Narodziny serii to de facto rok 1989, kiedy to Manfred Trenz zaprezentował demo zawierające jeden z poziomów. Wysokie osiągnięcia techniczne gry, olbrzymi świat, inspiracje czerpane m.in. z Metroida, brak liniowości i olbrzymia grywalność - to była prosta droga do sukcesu.
W grze wcielamy się w genetycznie stworzonego wojownika Turricana, którego zadaniem jest odzyskanie i rekultywacja planety Alterra. Jest to stworzona przez ludzi samowystarczalna kolonia, nad którą władzę przejęła zbuntowana sztuczna inteligencja. W skrócie: wybić wszystko.
Pięć ogromnych poziomów, swobodna eksploracja, szukanie sekretów, różnorodne bronie, walki z bossami czy możliwość zamiany w kolczastą kulę ala Metroid. Turrican jest platformówką, dużo tu strzelania, ale jest jedno zasadnicze ograniczenie - upływający czas. Nie dotrzesz do wyjścia, tracisz życie.

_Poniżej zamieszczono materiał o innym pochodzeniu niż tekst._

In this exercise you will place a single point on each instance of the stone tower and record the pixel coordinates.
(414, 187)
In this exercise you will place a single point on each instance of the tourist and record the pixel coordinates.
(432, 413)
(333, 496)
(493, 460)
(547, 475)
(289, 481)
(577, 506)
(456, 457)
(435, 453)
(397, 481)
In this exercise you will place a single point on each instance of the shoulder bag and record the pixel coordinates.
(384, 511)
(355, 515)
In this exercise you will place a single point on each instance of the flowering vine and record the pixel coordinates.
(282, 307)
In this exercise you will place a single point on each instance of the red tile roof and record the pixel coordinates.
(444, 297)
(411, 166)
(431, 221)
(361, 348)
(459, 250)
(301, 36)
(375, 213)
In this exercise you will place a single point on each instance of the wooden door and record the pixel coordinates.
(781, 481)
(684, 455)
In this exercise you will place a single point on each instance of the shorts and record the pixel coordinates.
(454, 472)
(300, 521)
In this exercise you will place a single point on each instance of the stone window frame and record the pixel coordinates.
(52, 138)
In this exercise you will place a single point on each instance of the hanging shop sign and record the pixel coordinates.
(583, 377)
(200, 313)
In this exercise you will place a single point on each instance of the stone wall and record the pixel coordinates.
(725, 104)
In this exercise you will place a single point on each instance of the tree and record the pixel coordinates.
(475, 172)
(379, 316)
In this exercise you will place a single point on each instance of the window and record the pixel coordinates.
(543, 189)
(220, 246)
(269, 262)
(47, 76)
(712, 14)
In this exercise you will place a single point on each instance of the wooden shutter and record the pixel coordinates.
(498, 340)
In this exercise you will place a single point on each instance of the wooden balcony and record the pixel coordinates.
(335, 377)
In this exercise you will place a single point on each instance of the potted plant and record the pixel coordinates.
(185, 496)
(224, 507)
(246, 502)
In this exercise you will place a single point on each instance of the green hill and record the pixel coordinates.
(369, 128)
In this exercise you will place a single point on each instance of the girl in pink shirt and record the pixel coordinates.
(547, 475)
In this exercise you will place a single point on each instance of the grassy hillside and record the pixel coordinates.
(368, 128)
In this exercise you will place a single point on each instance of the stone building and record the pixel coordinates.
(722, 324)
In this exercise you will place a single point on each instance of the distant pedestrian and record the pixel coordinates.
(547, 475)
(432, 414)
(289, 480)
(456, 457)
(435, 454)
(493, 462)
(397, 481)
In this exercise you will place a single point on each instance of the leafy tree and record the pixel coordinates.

Produkcja została przyjęta bardzo entuzjastycznie, co pozwoliło wydać ją na kolejne platformy - zarówno te mocniejsze jak Amiga czy Atari ST, jak i słabsze ZX Spectrum i Game Boy. Dzięki popularności pojawiały się kolejne części serii, w sumie sześć, a ostatnią jest Super Turrican 2 z 1995 roku.